If only he knew how they got here, he thought as he turned back to walk into the city.
Demons in Lozenjellis, the report had said in his mind. He wanted to shrug. There were almost always demons here these days, more than anywhere else. It was a big place, after all, and he couldn't be everywhere at once. He looked down at himself. His leather clothing was wet with their gore.
He groaned again and turned back to pick up the cloth once more. If he dipped it in the Pacific Ocean, maybe he could use it to wash most of this filth off of himself.
He froze suddenly, hearing that odd sound again. He looked out to sea and stared trying to see into the glare of the sun which, while not nearing the horizon quite yet, was still making it hard to spot whatever this was. This was the fifth time today that he'd heard the sound, a strange beating roar out to sea.

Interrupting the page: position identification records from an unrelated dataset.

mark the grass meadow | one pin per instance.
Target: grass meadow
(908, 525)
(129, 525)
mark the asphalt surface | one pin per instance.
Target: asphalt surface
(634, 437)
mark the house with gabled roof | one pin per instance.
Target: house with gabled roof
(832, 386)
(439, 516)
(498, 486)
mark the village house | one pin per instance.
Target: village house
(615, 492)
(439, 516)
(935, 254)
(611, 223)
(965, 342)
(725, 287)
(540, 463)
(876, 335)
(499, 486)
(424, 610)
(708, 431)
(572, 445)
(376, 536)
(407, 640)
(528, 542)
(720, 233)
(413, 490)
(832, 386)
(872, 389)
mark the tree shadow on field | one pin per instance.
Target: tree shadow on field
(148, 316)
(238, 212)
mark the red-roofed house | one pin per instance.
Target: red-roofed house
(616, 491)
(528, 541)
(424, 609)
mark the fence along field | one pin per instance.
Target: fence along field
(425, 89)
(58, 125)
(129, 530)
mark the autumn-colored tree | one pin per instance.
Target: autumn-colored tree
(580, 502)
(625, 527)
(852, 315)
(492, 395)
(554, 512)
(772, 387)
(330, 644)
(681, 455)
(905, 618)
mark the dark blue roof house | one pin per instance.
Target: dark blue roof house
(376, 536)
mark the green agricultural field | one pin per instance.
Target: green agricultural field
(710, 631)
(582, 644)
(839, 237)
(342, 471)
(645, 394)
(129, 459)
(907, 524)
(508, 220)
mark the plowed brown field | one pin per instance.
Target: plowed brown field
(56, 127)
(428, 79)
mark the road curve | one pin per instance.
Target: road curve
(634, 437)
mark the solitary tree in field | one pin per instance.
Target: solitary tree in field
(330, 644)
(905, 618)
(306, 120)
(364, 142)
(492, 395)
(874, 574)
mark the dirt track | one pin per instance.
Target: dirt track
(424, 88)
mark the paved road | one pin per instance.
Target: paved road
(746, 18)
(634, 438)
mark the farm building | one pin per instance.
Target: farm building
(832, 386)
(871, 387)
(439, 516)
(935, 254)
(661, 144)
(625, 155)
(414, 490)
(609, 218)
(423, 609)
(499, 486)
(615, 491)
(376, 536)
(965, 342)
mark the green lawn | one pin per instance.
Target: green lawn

He saw it then, not far off the horizon, a large black dot which flew in a horizontal path perpendicular to the direction that he was looking in. There was a brief flash as though the sunlight had reflected off a shiny surface for a second. He saw no wings. If it was a beast of some sort which could fly, wouldn't it have wings such as he himself had? That was how he flew, after all. He wondered briefly about taking off himself to give chase. He wanted to know more.

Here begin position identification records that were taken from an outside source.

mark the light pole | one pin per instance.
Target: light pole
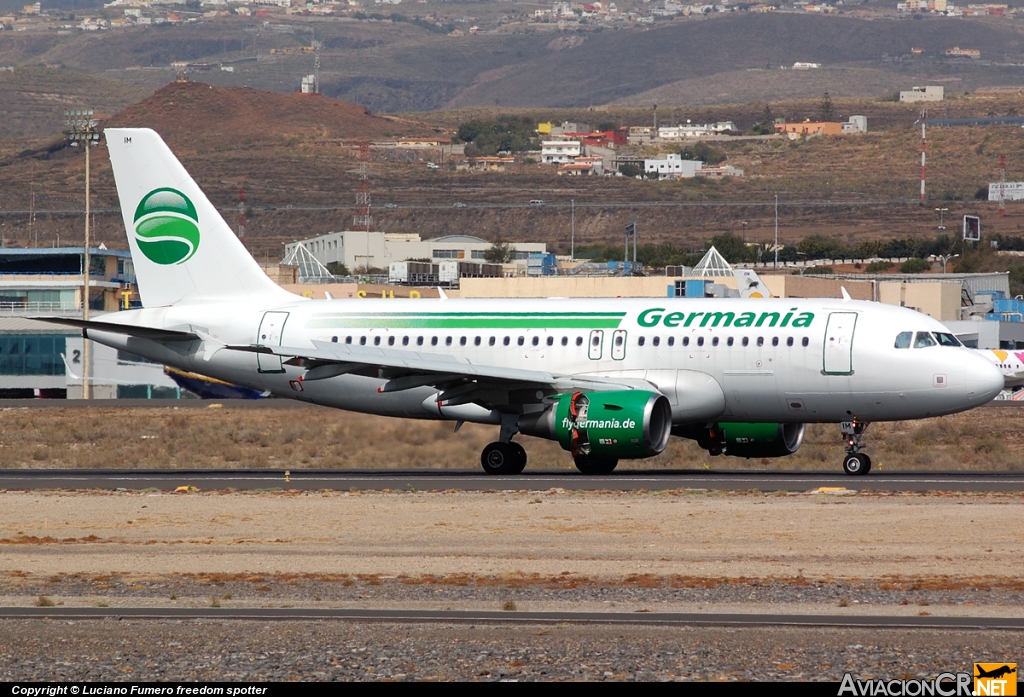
(83, 130)
(776, 230)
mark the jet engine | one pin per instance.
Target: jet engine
(626, 425)
(749, 440)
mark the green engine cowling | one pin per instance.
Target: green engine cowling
(754, 440)
(626, 425)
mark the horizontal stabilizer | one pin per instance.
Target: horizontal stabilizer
(128, 330)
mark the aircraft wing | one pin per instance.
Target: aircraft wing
(407, 369)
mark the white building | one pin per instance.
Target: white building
(358, 249)
(673, 167)
(560, 151)
(928, 93)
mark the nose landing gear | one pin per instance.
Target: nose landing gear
(855, 463)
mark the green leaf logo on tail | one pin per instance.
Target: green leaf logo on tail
(166, 227)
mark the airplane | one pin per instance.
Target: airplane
(608, 379)
(1011, 363)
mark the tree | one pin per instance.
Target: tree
(825, 110)
(500, 253)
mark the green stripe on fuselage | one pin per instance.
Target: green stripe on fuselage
(471, 320)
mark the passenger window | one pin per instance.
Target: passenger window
(923, 340)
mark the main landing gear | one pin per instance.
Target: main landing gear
(504, 456)
(499, 458)
(855, 463)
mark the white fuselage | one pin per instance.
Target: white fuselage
(751, 360)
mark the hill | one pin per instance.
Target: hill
(195, 116)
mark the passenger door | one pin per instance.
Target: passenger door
(838, 356)
(270, 331)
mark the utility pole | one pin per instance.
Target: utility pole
(572, 233)
(776, 230)
(83, 130)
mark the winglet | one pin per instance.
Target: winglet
(210, 345)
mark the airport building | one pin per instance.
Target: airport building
(358, 249)
(40, 359)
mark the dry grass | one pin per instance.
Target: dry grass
(304, 438)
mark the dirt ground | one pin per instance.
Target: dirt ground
(684, 537)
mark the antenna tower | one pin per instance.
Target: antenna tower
(1003, 185)
(316, 47)
(924, 142)
(242, 213)
(363, 219)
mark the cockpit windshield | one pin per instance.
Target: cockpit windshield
(925, 339)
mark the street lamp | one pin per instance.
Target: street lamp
(83, 130)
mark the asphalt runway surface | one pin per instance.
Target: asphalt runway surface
(514, 617)
(474, 480)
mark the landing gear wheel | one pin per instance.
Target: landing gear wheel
(520, 456)
(503, 459)
(857, 464)
(595, 464)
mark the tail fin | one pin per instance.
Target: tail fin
(182, 250)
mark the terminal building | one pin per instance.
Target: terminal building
(359, 249)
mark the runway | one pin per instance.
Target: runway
(513, 617)
(474, 480)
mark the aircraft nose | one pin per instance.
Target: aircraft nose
(983, 381)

But he was tired at the moment, and he'd been here all day, mostly. His seeking had brought him no closer than somewhere called Elscondo, though he wasn't certain if that was the right way to say it. So many names had been tortured and lost. He hadn't landed that far away, it seemed, but he'd lost a lot of time trying to get his bearings in the jumble of a massive dead city made up of many of the smaller cities which had once grown around it.
He decided to leave it be -- for now. He had resources to learn about what this was, and anyway, it seemed to be going back and forth to that island out there, just visible as a smear along the horizon. He knew that he'd likely be back soon enough anyway.